ALMOST a third of invoices issued by small businesses in the south east are not paid within the recommended time period of 30 days.

According to new research undertaken by Lloyds Bank Commercial Banking in partnership with the UK Small Business Commissioner 32 percent of invoices are paid late in the region and the average period between issue and receipt of payment is 38 days.

Small Business Commissioner Paul Uppal is to recommend a traffic light warning system to give small firms a signal about which large businesses are late payers.
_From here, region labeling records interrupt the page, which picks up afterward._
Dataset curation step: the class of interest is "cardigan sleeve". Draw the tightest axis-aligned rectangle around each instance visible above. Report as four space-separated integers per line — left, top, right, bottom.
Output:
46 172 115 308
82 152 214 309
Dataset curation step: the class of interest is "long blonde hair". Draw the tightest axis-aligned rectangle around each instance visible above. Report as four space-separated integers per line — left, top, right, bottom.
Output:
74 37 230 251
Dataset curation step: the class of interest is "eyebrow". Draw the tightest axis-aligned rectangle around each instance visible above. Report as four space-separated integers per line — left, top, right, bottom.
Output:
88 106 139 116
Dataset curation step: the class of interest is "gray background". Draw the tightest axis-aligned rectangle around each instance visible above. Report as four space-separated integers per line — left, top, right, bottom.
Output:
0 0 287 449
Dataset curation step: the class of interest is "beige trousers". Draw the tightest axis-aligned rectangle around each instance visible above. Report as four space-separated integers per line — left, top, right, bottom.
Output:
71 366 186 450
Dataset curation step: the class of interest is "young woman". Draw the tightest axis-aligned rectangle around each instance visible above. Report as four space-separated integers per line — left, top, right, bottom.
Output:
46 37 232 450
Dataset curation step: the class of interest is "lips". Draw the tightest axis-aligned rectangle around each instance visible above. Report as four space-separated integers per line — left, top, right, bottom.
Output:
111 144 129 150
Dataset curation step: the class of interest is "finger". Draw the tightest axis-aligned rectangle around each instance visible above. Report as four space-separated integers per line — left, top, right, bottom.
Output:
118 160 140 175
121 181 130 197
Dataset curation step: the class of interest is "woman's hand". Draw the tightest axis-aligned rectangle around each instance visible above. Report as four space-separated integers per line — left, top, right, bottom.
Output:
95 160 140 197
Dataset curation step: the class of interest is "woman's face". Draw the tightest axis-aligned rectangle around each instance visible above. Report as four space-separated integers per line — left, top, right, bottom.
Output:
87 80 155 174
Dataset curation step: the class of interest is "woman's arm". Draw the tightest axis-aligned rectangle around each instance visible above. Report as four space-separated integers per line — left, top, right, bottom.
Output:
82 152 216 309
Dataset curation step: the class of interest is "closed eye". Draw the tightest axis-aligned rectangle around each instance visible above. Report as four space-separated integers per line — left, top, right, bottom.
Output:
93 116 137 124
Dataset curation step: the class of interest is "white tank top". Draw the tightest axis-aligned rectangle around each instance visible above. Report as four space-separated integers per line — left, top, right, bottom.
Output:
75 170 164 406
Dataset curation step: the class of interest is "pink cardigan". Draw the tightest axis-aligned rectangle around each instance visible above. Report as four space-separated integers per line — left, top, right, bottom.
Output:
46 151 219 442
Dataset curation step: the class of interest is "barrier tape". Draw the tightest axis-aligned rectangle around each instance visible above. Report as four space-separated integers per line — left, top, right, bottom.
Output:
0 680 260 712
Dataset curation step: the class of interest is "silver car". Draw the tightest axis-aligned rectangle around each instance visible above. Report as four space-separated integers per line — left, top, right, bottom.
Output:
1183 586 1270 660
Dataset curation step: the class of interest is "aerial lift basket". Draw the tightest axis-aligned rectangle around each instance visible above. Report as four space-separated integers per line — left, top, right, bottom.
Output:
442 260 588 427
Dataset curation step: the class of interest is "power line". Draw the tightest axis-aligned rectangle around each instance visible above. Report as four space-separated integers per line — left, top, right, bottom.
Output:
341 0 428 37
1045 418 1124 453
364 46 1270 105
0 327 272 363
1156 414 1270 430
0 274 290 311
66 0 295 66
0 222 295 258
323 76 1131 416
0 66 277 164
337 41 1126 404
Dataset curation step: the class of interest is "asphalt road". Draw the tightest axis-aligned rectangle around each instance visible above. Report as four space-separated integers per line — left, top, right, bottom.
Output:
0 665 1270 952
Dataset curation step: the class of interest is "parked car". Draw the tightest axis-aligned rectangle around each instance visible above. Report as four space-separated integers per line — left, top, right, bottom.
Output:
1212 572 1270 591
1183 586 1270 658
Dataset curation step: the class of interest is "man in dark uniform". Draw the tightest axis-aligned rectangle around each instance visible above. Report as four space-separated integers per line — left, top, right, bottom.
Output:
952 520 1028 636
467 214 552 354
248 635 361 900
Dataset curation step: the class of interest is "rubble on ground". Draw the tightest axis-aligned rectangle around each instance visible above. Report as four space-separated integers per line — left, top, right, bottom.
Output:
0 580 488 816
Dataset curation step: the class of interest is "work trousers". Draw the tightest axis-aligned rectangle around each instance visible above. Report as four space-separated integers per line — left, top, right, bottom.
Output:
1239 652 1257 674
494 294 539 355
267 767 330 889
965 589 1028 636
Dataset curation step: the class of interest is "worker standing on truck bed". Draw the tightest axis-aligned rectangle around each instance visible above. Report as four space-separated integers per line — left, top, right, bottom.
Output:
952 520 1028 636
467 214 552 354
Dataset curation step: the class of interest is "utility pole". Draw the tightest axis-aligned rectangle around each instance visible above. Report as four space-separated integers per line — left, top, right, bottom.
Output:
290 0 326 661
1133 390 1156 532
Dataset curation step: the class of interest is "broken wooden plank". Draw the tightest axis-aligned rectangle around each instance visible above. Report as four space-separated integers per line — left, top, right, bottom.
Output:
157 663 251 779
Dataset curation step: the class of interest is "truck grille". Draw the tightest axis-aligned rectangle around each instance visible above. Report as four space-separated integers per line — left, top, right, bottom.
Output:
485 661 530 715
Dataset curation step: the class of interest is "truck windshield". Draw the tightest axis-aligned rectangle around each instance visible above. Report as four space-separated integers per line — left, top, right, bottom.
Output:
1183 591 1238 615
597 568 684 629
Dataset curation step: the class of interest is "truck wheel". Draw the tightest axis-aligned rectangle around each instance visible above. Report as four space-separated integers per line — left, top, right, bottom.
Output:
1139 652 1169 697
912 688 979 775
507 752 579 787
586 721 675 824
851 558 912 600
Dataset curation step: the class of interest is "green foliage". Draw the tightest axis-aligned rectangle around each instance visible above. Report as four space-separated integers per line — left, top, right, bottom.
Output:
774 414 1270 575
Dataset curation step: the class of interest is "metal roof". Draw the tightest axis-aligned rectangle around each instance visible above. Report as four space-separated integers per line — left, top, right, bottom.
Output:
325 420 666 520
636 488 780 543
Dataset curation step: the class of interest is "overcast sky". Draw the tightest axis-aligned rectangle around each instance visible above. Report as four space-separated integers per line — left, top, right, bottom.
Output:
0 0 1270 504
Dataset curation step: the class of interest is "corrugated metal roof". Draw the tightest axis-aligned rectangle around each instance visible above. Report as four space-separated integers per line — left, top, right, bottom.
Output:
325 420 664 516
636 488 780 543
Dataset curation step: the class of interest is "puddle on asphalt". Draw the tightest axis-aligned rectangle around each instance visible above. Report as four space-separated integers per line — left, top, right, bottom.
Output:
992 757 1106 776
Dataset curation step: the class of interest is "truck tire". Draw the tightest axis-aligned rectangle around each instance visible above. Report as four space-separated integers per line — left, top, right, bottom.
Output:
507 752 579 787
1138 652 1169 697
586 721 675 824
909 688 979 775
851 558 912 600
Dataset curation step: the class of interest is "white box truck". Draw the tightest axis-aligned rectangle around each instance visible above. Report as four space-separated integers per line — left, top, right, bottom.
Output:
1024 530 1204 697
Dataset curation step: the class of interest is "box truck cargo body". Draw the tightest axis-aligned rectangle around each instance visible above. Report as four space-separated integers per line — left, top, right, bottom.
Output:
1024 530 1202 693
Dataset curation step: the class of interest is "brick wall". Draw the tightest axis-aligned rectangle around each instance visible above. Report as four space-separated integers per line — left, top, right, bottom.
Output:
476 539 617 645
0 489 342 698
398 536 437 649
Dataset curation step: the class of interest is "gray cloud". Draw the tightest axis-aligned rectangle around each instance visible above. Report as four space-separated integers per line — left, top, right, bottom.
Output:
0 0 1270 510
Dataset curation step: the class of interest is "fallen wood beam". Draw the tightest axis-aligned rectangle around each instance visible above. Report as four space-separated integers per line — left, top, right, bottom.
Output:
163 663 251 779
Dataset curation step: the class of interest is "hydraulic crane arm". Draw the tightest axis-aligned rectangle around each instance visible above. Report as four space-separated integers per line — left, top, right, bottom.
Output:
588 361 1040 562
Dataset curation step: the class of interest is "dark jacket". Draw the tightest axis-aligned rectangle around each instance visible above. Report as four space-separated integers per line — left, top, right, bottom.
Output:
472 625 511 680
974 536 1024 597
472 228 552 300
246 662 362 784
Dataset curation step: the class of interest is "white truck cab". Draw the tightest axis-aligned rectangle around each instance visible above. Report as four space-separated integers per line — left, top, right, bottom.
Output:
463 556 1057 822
The public data research analysed official payment reporting returns based on the annual reports of large businesses. Legislation imposed in April 2017 required all large businesses to publish their payment practices. The research carried out sampled data from 7,010 companies and revealed that:

• 65 per cent of large businesses have an average bill payment time of more than 30 days

• More than a fifth (22 per cent) report an average bill payment time of 50 days and above.

• The average time taken to pay is 37 days

• London companies are the most prompt - paying bills in 34 days followed by those in the South West, paying after 35 days.

• Yorkshire and the Humberside firms have the worst record with payments taking 43 days, followed by companies in Northern Ireland and East Midlands with an average payment time of 41 days.

• Only 14 per cent of companies analysed, reported payment terms of 19 days or under.

Mr Uppal argues that firms which take longer than 30 days to pay are, in effect, using their supply chain to finance their businesses.

he believes that a simple warning system will alert companies to the potential of longer payment terms.

Mr Uppa said: “The effect of late payment on small firms in the South East can be devastating. It impedes business growth, but also has an impact on the lives and mental health of those running small firms.”

“There has been a requirement to report this information for nearly two years, and some businesses have now made two reports. The challenge now is to use the information to help small firms make sound decisions based on transparent information before deciding which larger businesses they should trade with.

“A traffic light system would be a simple and effective way of demonstrating which larger firms have structured their supply chain in such a way that it is more than an exchange of good or services but also resembles part of their financing model.”

He added: “Our initial findings indicate that almost two thirds of payments are likely to be owed to smaller firms at any time. This is money that could be used to grow smaller businesses and generate tangible economic activity. Instead it is stuck on large firms’ business ledgers doing nothing.”

Ed Thurman, managing director of Global Transaction Banking at Lloyds Bank Commercial Banking, said: "For some businesses two weeks can be critical in the financial well-being of a smaller businesses. Businesses could consider utilising invoice financing products to mitigate these challenges.”